End Notes: [Same as Yesterday’s just for Verse 1 only]  Chapters 12:1-15:33.  Paul now turns to the practical application of all he has said previously in the letter.  This does not mean he has not said anything about Christian living up to this point because as we saw Chapters 6-8 touched on this already but now Paul goes into detail to show that Jesus Christ is to be Lord of every area of life.  These chapters are not a postscript to the great theological discussions in Chapters 1-11.  In a real sense the entire letter has been directed toward the goal of showing that God demands our action as well as our believer and thinking. Faith expresses itself in obedience.

“Therefore”  It is Paul’s pattern to begin a letter with a strong doctrinal section and follow with exhortations to Christian living. Paul begs Christians to live a certain way in light of what God did for them.  Here, God gives us all things.  Now, how do we show Him gratitude for that?  With our bodies and our minds.

“Urging us” reminds us that we still have a choice in how we live for God.

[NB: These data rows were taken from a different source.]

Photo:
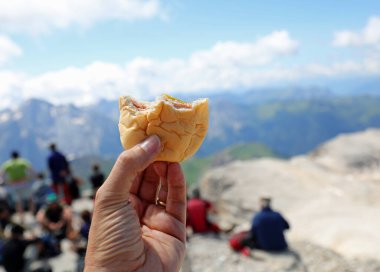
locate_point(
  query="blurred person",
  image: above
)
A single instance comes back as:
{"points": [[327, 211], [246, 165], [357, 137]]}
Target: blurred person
{"points": [[40, 190], [197, 214], [60, 171], [5, 218], [266, 233], [14, 249], [74, 184], [81, 241], [56, 218], [17, 173], [145, 232], [96, 178]]}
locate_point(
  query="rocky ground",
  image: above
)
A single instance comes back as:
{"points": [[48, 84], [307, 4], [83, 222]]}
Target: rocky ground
{"points": [[331, 197], [208, 254]]}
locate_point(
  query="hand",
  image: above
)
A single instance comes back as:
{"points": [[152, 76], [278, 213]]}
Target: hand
{"points": [[129, 232]]}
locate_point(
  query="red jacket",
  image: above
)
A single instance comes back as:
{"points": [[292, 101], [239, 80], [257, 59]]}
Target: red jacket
{"points": [[197, 215]]}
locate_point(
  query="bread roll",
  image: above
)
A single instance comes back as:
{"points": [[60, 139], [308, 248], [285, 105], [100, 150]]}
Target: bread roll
{"points": [[181, 126]]}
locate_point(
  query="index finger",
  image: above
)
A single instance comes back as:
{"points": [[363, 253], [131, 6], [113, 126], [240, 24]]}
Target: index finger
{"points": [[176, 201]]}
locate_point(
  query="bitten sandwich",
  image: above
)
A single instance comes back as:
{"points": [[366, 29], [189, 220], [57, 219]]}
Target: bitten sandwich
{"points": [[181, 126]]}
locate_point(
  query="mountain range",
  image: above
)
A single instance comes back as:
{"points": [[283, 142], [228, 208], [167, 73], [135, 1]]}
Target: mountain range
{"points": [[287, 123]]}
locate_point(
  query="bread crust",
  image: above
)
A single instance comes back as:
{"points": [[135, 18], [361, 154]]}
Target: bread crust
{"points": [[181, 126]]}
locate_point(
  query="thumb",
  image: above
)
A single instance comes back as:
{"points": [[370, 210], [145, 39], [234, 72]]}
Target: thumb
{"points": [[130, 163]]}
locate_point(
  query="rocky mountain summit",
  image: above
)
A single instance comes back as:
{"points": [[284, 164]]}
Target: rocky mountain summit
{"points": [[331, 197]]}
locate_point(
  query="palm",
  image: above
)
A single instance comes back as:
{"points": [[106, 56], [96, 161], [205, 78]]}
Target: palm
{"points": [[155, 240]]}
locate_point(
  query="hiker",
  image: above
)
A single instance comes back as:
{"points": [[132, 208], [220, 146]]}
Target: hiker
{"points": [[17, 174], [74, 184], [14, 248], [266, 233], [56, 218], [59, 170], [40, 190], [96, 179], [197, 214]]}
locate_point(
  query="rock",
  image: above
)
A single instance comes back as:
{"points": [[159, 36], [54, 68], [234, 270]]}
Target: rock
{"points": [[208, 253], [329, 197]]}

“In view of God’s mercy” reminds us we do this because of the mercy God grants us (Romans 1-11).  In fact, we are only able to offer ourselves to Him because of His mercy.  Some of the mercies Paul has told us about already:

· Justification from the guilt and penalty of sin

· Adoption in Jesus and identification with Christ

· Placed under grace, not law

· Giving the Holy Spirit to live within

· Promise of help in all affliction

· Assurance of a standing in God’s election

· Confidence of coming glory

· Confidence of no separation from the love of God

· Confidence in God’s continued faithfulness

Think of “body” here as your entire being for your heart, soul, spirit, and mind are in your body. Paul is saying here give God your entire self.  God wants you!

Many today let their body rule in terms of engaging in physical pleasures.  Paul says no!  Our mind is the will and our mind brings the body as servant to God.

Ancient Greeks dismissed the body as unspiritual so this teaching would have shocked them.  Paul says God is concerned about our bodies, which were dearly bought at a price (1 Cor 6:19-20).

A living sacrifice is a dichotomy especially in the first century AD where sacrifices involved death.  The whole idea is the sacrifice is ongoing.  Paul could be contrasting dead animal sacrifices here as well or perhaps “living” in the sense of having the Holy Spirit.

“Holy and pleasing to God”:  The standard for sacrifices made to God under the New Covenant are not any less than the standard under the Old Covenant.

Sacrifices in the Old Testament:

· He shall bring a male without blemish (Leviticus 1:10)

· But if there is a defect in it, if it is lame or blind or has any serious defect, you shall not sacrifice it to the Lord your God (Deuteronomy 15:21)

The idea of a sweet aroma to the Lord is almost always linked to the idea of an offering made by fire. There is a “burning” in this matter of a living sacrifice. It also shows that Paul has in mind the burnt offering, in which the entire sacrifice was given to the Lord. In some sacrifices, the one offering the sacrifice and the priest shared in the some of the meal, but never in the burnt offering.

Today, the holiness we bring to the altar is a decision for holiness, and yielding to the work of holiness in our life.  As we present our bodies a living sacrifice, God makes our life holy by burning away impurities.

“Spiritual act of worship”:  This was translated as “reasonable service”.  The ancient Greek word for reasonable (logikos) can also be translated “of the word” (as it is in 1 Peter 2:2). Reasonable service is a life of worship according to God’s Word.

Another translation says “true and proper worship”.  This is to emphasize not merely ritual worship activity but the involvement of heart, mind, and will in worship and obedient service.